As Jeff Goldblum says in ‘Jurassic Park’: life finds a way.
We have also developed a new relationship with Time during this moment of isolation. I find myself doing things I wouldn’t have done before, at least not with the same enthusiasm that I have now. The other day, I picked up a sledgehammer and did some demo work in our front yard. I would never have done that sort of thing in the ‘Before World’ and yet, there I was, breaking a sweat and all.
It has also been deeply moving to watch my 4-year-old son grow so much in the last few weeks. We spend every day together, all day, and sometimes it feels like he takes giant leaps in development within hours, as he uses fancy new words and astonishes me daily with his new-found abilities to articulate his little heart.
I have also used this time to do certain things I was putting off for years because I was “too busy.”
Last Fall, when I was unpacking after the move from Ontario, I found a letter from a kind man named Brian, who generously donated to my little independent theatre company – Bravura Theatre – back in 2015, after seeing me play Hamlet.
I choked up re-reading his sweet words. “Memories of your performance are still stirring in me,” he wrote.
So I decided to write back to him, now, after nearly five years.
I did much Googling beforehand, trying to confirm that his address hadn’t changed, but couldn’t get any confirmation. So I used the address I had from his letter from 2015, and hoped…just blindly hoped that my words would get to him.
Four days later, I received a letter back. My message did miraculously get to him, even though he moved into a senior facility last year.

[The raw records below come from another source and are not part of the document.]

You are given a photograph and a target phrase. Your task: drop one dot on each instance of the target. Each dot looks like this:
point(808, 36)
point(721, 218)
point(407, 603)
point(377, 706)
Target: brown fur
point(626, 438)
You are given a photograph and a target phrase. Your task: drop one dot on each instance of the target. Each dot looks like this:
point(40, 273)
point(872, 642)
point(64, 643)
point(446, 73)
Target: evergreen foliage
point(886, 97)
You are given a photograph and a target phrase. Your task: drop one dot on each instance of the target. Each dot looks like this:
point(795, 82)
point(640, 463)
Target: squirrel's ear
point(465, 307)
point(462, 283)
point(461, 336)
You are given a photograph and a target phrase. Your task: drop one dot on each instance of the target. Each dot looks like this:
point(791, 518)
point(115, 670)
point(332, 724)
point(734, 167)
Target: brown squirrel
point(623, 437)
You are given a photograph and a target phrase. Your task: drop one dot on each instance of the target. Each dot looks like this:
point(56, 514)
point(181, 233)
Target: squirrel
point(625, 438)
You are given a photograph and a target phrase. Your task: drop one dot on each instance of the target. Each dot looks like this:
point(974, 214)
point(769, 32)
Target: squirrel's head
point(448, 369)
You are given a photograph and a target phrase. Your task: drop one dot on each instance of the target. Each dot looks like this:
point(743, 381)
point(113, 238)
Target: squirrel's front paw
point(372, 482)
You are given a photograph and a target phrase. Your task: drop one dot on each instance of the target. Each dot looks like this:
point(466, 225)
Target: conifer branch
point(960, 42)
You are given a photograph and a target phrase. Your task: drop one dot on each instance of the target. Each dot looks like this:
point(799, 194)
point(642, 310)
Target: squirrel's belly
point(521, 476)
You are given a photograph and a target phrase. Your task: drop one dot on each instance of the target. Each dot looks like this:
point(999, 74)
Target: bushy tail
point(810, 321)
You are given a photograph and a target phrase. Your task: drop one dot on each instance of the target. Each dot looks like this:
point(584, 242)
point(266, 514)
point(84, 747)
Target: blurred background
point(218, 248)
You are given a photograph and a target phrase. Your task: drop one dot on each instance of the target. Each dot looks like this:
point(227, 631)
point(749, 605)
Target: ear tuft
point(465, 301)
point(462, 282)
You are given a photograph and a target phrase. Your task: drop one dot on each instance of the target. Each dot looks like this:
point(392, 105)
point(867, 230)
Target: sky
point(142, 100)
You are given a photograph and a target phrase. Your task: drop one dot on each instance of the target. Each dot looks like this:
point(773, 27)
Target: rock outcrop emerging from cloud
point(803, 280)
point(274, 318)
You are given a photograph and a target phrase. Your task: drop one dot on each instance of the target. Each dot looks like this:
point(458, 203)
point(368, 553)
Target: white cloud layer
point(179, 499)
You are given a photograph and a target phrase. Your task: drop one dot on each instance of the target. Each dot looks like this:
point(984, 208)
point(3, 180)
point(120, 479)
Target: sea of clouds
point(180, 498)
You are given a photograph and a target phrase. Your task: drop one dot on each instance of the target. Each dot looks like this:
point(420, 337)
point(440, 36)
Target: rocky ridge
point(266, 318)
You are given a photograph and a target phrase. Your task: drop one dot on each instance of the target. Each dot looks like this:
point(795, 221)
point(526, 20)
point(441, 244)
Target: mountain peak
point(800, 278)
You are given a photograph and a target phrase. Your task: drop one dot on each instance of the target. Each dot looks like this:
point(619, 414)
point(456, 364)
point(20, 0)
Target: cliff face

Brian’s gorgeous response was three pages long, front-and-back, handwritten.
He was so appreciative, and so glad that I had written to him after all these years. I felt so stupid; I should have done that years ago. How simple it would have been to just sit down, and have taken the time to write to Brian…why was I “so busy” and unable to do that until now?
Brian ended his letter with “please let’s keep in touch.”
Yes, let’s Brian. We are friends after all. And that is what friends do.
Stay well, everyone.
The picture above is called “Shakespeare & His Friends”, a painting from 1859 by John Faed.